4 Responses to Dark Ages: Bandit Camp

  1. WheresMyElephant says:

    Is it true that Spoils hate discard attacks, or even that Bandit Camp does? This actually seems like a really complicated question.

    Spoils seems to get considerably weaker in a smaller hand, because of Dominion’s nonlinear cost scaling. Because spending your Spoils has an inherent drawback (trashing the Spoils), the net benefit can become very small or even negative, so it really wants good hands. On the other hand it does have high money density: it should usually be enough to hit $5, even in a 3-card hand. A good $5 card is probably enough to justify spending the Spoils, and make you glad it was there. And if you couldn’t hit $5 with your best 3 cards you probably couldn’t do it with your original 5 either, so hey, maybe you wouldn’t have spent the Spoils in either case.

    On that note, if you discard your Spoils you get to save it for later; so that could always be a good option. But the more I think about it, the less I like this. It’s sort of like having plenty of Curses to discard. Surely part of good Spoils play is to make Spoils a card worth spending: if you’re always putting it off until the next shuffle then it’s just getting in the way. So maybe saying “Ha, joke’s on you, I didn’t want to spend that Spoils anyway” is not really so funny after all.

    As for Bandit Camp, you gave an example case where you’re still planning to buy Province after being Militiaed; but this seems like the exception rather than the rule (and also not really such a horrible outcome!) Card gainers are often strong against discard attacks because their benefit is fixed regardless of how much the rest of your hand gets ruined; while conversely they can be discarded without hurting the rest of your hand. Why shouldn’t Bandit Camp be one of these cases?
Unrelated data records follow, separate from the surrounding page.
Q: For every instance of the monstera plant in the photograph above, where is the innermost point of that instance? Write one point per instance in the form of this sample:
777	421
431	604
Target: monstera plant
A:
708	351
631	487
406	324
In fact, as a cantrip, it has the potential to provide its benefit without hurting the rest of your hand at all, so that’s even better! (Granted, there’s the whole thing with discard attacks where you don’t know whether to discard your cantrip because you don’t know what it’ll draw; but that seems like a comparatively minor issue here.)

    In any event, it seems like both cards ought to like Ghost Ship more than they like other discarders (however much that may be). Using either your Bandit Camp or your Spoils one turn later usually won’t matter. And you can use the hand rearrangement to help get good value out of your Spoils, or help match Bandit Camp up with two terminals.

  2. Zaphod says:

    I know what you were getting at with the “doesn’t combo with Watchtower” comment, but Watchtower is perhaps the simplest way to gain a Spoils from Bandit Camp and play it in the same turn. Effectively, playing the combo means +1 card, +1 action, +3 coin, correct? Not a world-beater, but it isn’t bad.

    My favorite combo is with Counterfeit, for the reasons you mentioned. The downside of Counterfeit on Gold or Platinum is that you lose that Treasure in the process, but you can only play Spoils once anyhow, so you don’t lose a thing by Counterfeiting it. 7 coin and an extra buy without expending an action is pretty sweet. If Counterfeit doesn’t show up with Spoils, you can at least trash another treasure card, so the Spoils will show up a little sooner in succeeding shuffles.

    It seems to me that Bandit Camp would conflict with Possession. If you Possess my hand with a Spoils in it, the Spoils returns to the pile having helped you, without helping me. If you Possess my hand with Bandit Camp in it, you gain the Spoils. Of course, gaining Spoils might make it easier to get a Possession, so I could be wrong.

    • Anonymous says:

      Yeah, I think you’re right… using up your Spoils is a way a Possessor can actually hurt your deck.

      Of course it also depends on your deck – if you have a draw-your-deck engine that uses up the spoils on the same turn it gains them, a Possessor who takes over your deck is going to find that they have no money to spend!

      Good point on the Watchtower interaction.

  3. crazedmoth says:

    This may be a four year old post, but it should still be noted that despite your assertion that if your opponents trash spoils you are “dead in the water”, spoils can’t be trashed. Well, you can trash them, but they don’t go to the trash pile – they go back to the spoils pile. That’s where the synergy with counterfeit – which wasn’t mentioned – comes from.